Carla Marie Bartlett is among the approximately 3,500 plaintiffs who have sued DuPont in federal court in Ohio, saying they contracted one of six diseases linked to perfluorooctanoic acid, known as PFOA or C-8. Bartlett said she developed kidney cancer from contaminated water.
Bartlett's will be the first case to go to trial, in an early test of potential liability for the allegedly decades-long leak.
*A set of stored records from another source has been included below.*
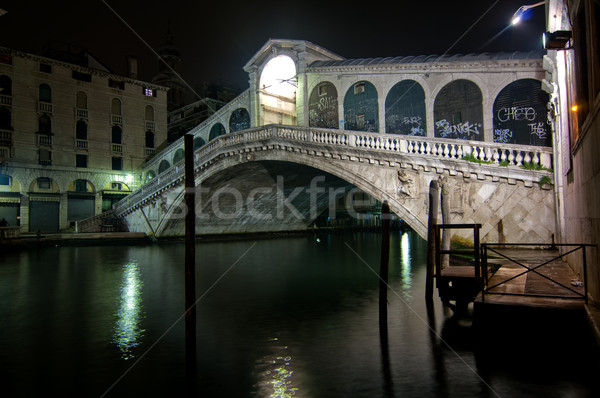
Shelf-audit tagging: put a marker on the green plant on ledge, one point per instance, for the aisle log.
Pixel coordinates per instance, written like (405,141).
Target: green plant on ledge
(534,166)
(471,158)
(545,180)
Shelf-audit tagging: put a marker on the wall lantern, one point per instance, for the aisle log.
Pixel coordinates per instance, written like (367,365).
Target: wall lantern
(559,40)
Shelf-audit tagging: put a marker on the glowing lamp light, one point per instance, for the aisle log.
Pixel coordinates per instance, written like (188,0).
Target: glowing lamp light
(518,16)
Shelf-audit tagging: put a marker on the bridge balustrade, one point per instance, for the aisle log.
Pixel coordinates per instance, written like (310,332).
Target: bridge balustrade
(500,154)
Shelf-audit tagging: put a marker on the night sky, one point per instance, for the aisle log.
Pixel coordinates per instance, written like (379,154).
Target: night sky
(216,42)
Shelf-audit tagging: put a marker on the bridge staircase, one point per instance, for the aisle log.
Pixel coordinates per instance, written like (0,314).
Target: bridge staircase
(458,270)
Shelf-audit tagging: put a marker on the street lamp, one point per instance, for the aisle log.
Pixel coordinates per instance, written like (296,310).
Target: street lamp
(519,14)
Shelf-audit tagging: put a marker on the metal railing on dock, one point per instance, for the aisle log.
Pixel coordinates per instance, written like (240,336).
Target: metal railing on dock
(490,283)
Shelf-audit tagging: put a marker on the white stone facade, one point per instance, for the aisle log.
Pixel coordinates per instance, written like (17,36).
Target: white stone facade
(71,138)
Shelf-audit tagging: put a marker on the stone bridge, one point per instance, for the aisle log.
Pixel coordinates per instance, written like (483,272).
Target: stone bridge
(280,178)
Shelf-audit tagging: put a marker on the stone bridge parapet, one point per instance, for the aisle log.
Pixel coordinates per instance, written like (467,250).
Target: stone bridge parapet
(388,167)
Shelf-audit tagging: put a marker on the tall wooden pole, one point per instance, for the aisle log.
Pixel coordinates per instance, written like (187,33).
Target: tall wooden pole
(190,264)
(445,220)
(385,259)
(434,204)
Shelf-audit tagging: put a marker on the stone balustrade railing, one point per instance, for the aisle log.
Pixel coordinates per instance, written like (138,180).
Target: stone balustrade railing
(446,149)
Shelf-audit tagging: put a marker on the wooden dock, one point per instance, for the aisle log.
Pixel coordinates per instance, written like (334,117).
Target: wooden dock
(533,278)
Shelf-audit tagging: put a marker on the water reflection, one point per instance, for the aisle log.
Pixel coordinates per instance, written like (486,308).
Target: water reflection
(127,331)
(275,373)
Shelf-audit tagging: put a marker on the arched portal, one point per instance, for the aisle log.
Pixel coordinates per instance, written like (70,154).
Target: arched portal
(277,91)
(458,111)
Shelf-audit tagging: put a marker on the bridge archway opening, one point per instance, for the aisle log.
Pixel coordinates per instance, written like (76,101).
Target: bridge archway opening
(275,195)
(277,91)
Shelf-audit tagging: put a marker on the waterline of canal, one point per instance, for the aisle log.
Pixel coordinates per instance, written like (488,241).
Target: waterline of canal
(275,318)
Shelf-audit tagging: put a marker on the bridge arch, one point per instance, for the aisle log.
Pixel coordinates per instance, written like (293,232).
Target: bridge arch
(277,90)
(163,166)
(216,130)
(405,109)
(458,111)
(235,177)
(361,107)
(178,156)
(239,120)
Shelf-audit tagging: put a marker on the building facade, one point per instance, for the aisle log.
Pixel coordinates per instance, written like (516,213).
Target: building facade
(73,138)
(573,81)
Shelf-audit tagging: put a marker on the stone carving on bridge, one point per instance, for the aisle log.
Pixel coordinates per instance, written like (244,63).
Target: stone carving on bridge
(407,184)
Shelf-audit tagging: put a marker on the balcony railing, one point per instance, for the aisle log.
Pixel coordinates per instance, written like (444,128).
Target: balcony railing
(44,140)
(6,100)
(116,119)
(45,107)
(81,113)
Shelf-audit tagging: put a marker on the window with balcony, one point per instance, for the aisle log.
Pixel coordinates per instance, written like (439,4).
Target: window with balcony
(81,130)
(45,93)
(117,163)
(116,84)
(82,77)
(5,90)
(46,68)
(45,125)
(149,139)
(45,157)
(81,105)
(5,119)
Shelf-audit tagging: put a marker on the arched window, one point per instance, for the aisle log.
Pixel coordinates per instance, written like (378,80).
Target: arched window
(216,130)
(5,119)
(323,107)
(45,93)
(115,107)
(81,100)
(149,139)
(163,165)
(149,113)
(117,135)
(239,120)
(521,114)
(405,109)
(5,85)
(81,130)
(361,108)
(198,142)
(458,111)
(44,125)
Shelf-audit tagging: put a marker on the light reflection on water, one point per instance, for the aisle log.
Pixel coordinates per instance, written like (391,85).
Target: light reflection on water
(275,372)
(127,330)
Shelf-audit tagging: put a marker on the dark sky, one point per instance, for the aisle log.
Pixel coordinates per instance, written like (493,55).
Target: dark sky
(217,41)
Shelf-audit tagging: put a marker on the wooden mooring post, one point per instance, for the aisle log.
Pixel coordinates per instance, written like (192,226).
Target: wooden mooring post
(190,266)
(384,262)
(434,204)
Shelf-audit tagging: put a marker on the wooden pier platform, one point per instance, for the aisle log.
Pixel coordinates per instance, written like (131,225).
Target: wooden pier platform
(512,285)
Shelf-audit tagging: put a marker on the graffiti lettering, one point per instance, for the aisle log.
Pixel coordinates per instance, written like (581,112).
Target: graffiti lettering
(538,130)
(327,103)
(460,129)
(502,135)
(516,113)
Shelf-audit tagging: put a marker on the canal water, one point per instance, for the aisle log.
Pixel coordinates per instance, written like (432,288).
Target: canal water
(275,318)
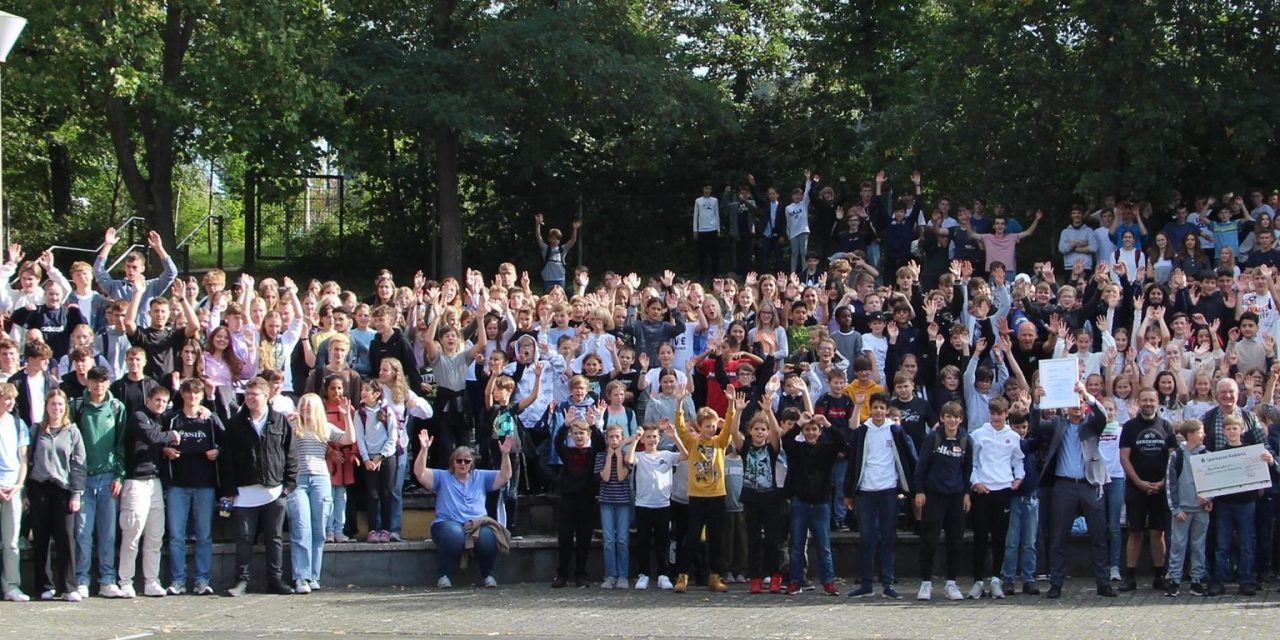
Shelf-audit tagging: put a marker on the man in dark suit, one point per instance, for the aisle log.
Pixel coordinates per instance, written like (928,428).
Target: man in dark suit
(1075,472)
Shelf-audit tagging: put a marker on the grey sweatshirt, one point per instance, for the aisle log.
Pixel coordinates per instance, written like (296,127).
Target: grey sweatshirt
(58,457)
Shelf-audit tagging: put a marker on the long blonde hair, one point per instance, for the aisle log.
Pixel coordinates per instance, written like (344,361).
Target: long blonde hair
(312,421)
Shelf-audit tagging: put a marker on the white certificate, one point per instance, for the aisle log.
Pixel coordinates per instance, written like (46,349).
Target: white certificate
(1057,379)
(1224,472)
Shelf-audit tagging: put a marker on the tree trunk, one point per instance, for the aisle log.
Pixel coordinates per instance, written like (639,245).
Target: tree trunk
(60,179)
(448,201)
(448,205)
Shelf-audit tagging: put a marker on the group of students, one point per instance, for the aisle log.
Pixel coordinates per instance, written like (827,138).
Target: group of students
(732,424)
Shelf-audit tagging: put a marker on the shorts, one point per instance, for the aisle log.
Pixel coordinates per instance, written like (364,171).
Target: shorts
(1144,511)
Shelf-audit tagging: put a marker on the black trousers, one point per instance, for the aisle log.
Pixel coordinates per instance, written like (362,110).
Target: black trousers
(709,513)
(941,512)
(51,520)
(577,519)
(653,542)
(708,254)
(270,517)
(764,526)
(990,529)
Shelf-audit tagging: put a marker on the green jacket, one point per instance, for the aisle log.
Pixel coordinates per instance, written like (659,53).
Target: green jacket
(103,430)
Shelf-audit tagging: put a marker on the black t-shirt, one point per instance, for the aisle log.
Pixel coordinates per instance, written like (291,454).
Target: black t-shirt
(1148,443)
(917,417)
(161,347)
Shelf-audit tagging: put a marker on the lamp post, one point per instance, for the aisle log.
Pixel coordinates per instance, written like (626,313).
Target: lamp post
(10,27)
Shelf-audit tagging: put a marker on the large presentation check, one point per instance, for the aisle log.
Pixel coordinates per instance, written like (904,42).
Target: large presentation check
(1230,471)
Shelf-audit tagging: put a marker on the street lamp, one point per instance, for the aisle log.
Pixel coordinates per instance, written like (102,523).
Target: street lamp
(10,27)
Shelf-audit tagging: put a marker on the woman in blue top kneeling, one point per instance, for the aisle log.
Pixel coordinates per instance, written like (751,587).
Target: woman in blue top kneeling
(460,494)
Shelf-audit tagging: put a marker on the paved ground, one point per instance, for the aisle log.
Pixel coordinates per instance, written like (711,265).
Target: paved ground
(538,612)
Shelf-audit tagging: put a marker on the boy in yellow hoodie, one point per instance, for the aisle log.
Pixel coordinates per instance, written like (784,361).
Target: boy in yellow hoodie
(705,483)
(862,388)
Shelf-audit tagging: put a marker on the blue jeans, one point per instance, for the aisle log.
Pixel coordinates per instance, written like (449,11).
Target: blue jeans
(398,494)
(810,519)
(877,528)
(96,522)
(1228,520)
(337,519)
(616,526)
(449,543)
(309,506)
(1023,524)
(837,496)
(1112,493)
(186,506)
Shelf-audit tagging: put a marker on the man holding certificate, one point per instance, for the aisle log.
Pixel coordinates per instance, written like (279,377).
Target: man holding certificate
(1234,515)
(1074,471)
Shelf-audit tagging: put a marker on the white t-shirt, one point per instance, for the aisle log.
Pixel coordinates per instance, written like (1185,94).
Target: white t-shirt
(653,478)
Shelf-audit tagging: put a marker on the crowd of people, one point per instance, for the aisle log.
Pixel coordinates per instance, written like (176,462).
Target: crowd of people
(873,366)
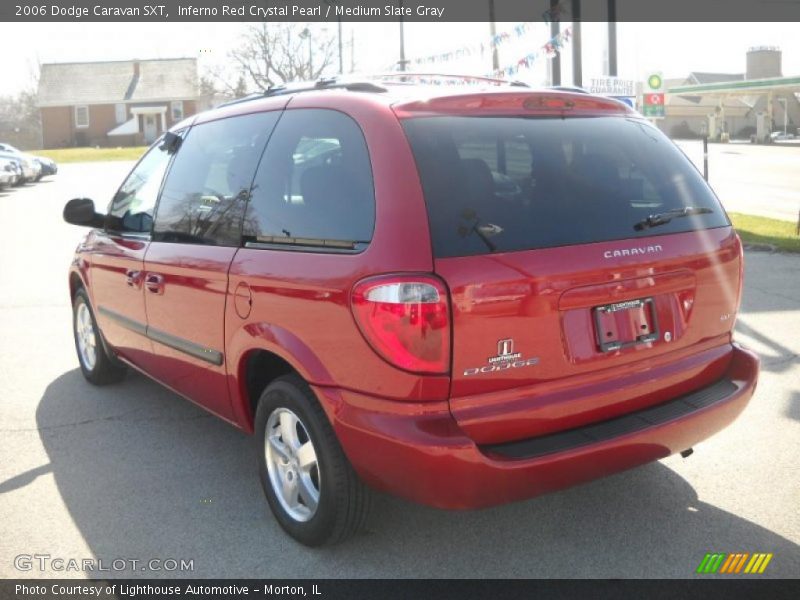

A second trial will start Nov. 30.
While DuPont is the named defendant, a recent spin-off of its performance chemicals segment, Chemours Co, will cover Dupont's potential liability, according to a Chemours spokeswoman.
The lawsuits center on DuPont’s Washington Works plant in Parkersburg, West Virginia, where the company used C-8 as a processing aid to make products like Teflon non-stick cookware.
Plaintiffs say DuPont used C-8 at the plant since the 1950s and continued even after learning that it was potentially toxic and that it had been discovered in nearby drinking water supplies in Ohio and West Virginia.
DuPont spokesman Daniel Turner said in a statement that knowledge about C-8 has evolved over the past 15 years and that the company has worked with regulators, employees and nearby residents to assess and address health and safety concerns. The company said it has phased out use of C-8 in recent years.
In 2001, residents brought a class action against DuPont over C-8 exposure. DuPont settled in 2004, agreeing to fund medical monitoring programs and install new water treatment systems. It also agreed to convene a panel of scientists to determine whether any diseases were linked to C-8.
That panel concluded there was a probable link between C-8 and six diseases: kidney and testicular cancer, ulcerative colitis, thyroid disease, pregnancy-induced hypertension and high cholesterol.
Class members with one of those diseases then individually sued DuPont. The company agreed not to challenge whether C-8 can cause those diseases, but plaintiffs still must prove it is to blame for their individual illnesses.
DuPont said it believes Bartlett’s exposure to C-8 was insufficient to cause health problems, and that other factors, like obesity, may be to blame for her cancer.
A lawyer for Bartlett did not return requests for comment.